Busca “negocios rentables en Ecuador” y vas a encontrar la misma lista repetida cien veces: comida rápida, delivery, servicios de belleza, tienda en línea, alquiler de algo.
Esas listas se escriben para atraer visitas, no para ayudarte a decidir. Y tienen un problema de fondo: si un rubro fuera rentable por sí mismo, todos los que lo montan ganarían dinero. Y ya sabes que no pasa.
No hay negocios rentables. Hay negocios bien medidos y negocios mal medidos.
Lo que de verdad determina si el tuyo va a dar
1. Demanda real, en tu ciudad
No “se vende mucho”, sino cuánta gente está buscando activamente lo que vas a vender, en tu zona, este mes. Eso hoy se puede medir. Y con frecuencia la respuesta es incómoda: hay rubros que en Quito funcionan y en Cuenca no tienen volumen suficiente.
2. Cuánta gente ya lo está haciendo, y cómo
No basta con contar competidores: hay que ver si lo hacen bien.
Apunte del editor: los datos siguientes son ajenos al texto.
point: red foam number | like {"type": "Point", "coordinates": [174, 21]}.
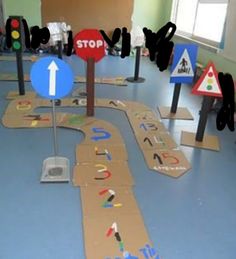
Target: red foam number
{"type": "Point", "coordinates": [89, 44]}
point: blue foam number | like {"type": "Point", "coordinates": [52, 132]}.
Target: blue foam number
{"type": "Point", "coordinates": [104, 134]}
{"type": "Point", "coordinates": [51, 77]}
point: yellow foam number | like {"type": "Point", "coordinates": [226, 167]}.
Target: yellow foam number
{"type": "Point", "coordinates": [34, 123]}
{"type": "Point", "coordinates": [23, 106]}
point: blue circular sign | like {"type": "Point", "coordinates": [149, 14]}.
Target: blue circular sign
{"type": "Point", "coordinates": [51, 77]}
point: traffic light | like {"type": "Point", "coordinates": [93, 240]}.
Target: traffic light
{"type": "Point", "coordinates": [16, 32]}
Un mercado con veinte competidores mediocres es mejor oportunidad que uno con tres que lo hacen excelente.
3. Tu estructura de costos completa
Incluyendo lo que casi nadie suma: medios de pago, impuestos, el tiempo tuyo, y sobre todo el capital de trabajo para sostener los meses en que no vas a vender lo que crees.
4. El punto de equilibrio
Cuántos clientes o unidades necesitas al mes solo para no perder. Cuando ves ese número, muchas ideas se caen solas, y es mucho mejor que se caigan en una hoja de cálculo que en la vida real.
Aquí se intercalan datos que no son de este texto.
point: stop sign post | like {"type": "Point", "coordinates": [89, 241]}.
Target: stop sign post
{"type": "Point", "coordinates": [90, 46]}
5. Cómo vas a conseguir clientes
“Por recomendación” no es un plan: es una esperanza. Si no tienes un canal que traiga gente sin que tú la busques uno por uno, tu crecimiento tiene el techo de tu agenda de contactos.
He enterrado varios negocios. Uno era, literalmente, una mina de oro que nunca explotamos porque mi socio y yo no fuimos disciplinados. Otro fracasó porque los socios eran de la familia. Otro porque compré un negocio que funcionaba y lo moví de ciudad. Y en uno perdí cerca de 25.000 dólares con un socio que aprendió el negocio y montó el suyo.
Ninguno cayó por el rubro. Todos cayeron por lo que no medimos antes.
El orden correcto
- Medir la demanda antes de comprometer capital.
- Calcular el punto de equilibrio antes de firmar el arriendo.
- Definir por escrito las reglas con los socios antes de poner un dólar.
- Y solo entonces, montar.
Eso es un estudio de viabilidad, y cuesta una fracción de lo que arriesgas.